A sixty-year saga of frostbite and fake news that follows the no-holds-barred battle between two legendary explorers to reach the North Pole, and the newspapers which stopped at nothing to get–and sell–the story.
“A first-rate title for readers fascinated by history and all who love a good dishy true story.”
"Polar controversy fuels the rise of the New York Times in this energetic debut from journalist Hartman...It's as bracing as a blast of Arctic air"
“Engrossing...[Hartman] is a natural storyteller who breathes life into the most obscure details, keeping readers invested as the tale progresses.”
—Kirkus *Starred Review*
"Absolutely gripping… a perfectly splendid read—I highly, highly recommend it” -- Douglas Preston, author of the #1 New York Times bestseller The Lost City of the Monkey God
In the fall of 1909, a pair of bitter contests captured the world’s attention. The American explorers Robert Peary and Frederick Cook both claimed to have discovered the North Pole, sparking a vicious feud that was unprecedented in international scientific and geographic circles. At the same time, the rivalry between two powerful New York City newspapers—the storied Herald and the ascendant Times—fanned the flames of the so-called polar controversy, as each paper financially and reputationally committed itself to an opposing explorer and fought desperately to defend him.

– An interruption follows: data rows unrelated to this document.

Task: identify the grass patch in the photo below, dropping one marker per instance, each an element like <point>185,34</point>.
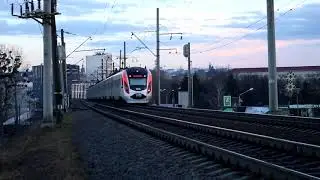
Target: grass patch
<point>46,153</point>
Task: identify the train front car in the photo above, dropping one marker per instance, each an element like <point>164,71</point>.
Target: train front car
<point>137,85</point>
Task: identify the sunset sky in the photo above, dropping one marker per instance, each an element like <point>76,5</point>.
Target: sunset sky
<point>228,32</point>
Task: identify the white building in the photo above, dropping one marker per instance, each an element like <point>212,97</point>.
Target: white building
<point>98,66</point>
<point>79,90</point>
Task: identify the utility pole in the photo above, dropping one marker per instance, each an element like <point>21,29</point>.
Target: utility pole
<point>186,53</point>
<point>124,55</point>
<point>47,67</point>
<point>45,15</point>
<point>56,69</point>
<point>102,69</point>
<point>157,93</point>
<point>16,104</point>
<point>272,67</point>
<point>120,60</point>
<point>64,70</point>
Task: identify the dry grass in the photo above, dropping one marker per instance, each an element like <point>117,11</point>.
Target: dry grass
<point>43,154</point>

The Herald was owned and edited by James Gordon Bennett, Jr., an eccentric playboy whose nose for news was matched only by his appetite for debauchery and champagne. The Times was published by Adolph Ochs, son of Jewish immigrants, who’d improbably rescued the paper from extinction and turned it into an emerging powerhouse. The battle between Cook and Peary would have enormous consequences for both newspapers, and help to determine the future of corporate media.
BATTLE OF INK AND ICE presents a frank portrayal of Arctic explorers, brave men who both inspired and deceived the public. It also sketches a vivid portrait of the newspapers that funded, promoted, narrated, and often distorted their exploits. It recounts a sixty-year saga of frostbite and fake news, one that culminates with an unjustly overlooked chapter in the origin story of the modern New York Times.

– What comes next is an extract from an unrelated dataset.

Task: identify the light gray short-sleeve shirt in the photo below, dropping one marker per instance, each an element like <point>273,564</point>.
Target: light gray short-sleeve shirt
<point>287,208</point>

By turns tragic and absurd, BATTLE OF INK AND ICE brims with contemporary relevance, touching as it does on themes of class, celebrity, the ever-quickening news cycle, and the benefits and pitfalls of an increasingly interconnected world. Above all, perhaps, its cast of characters testifies—colorfully and compellingly—to the ongoing role of personality and publicity in American cultural life as the Gilded Age gave way to the twentieth century—the American century.
Darrell Hartman has written for The Wall Street Journal, The Financial Times, The Paris Review, Travel + Leisure, Condé Nast Traveler, and Granta. He holds a B.A. in literature from Yale University and is a member of The Explorers Club in New York. A native Mainer, he now lives with his wife, Dana, in the Catskills region of New York.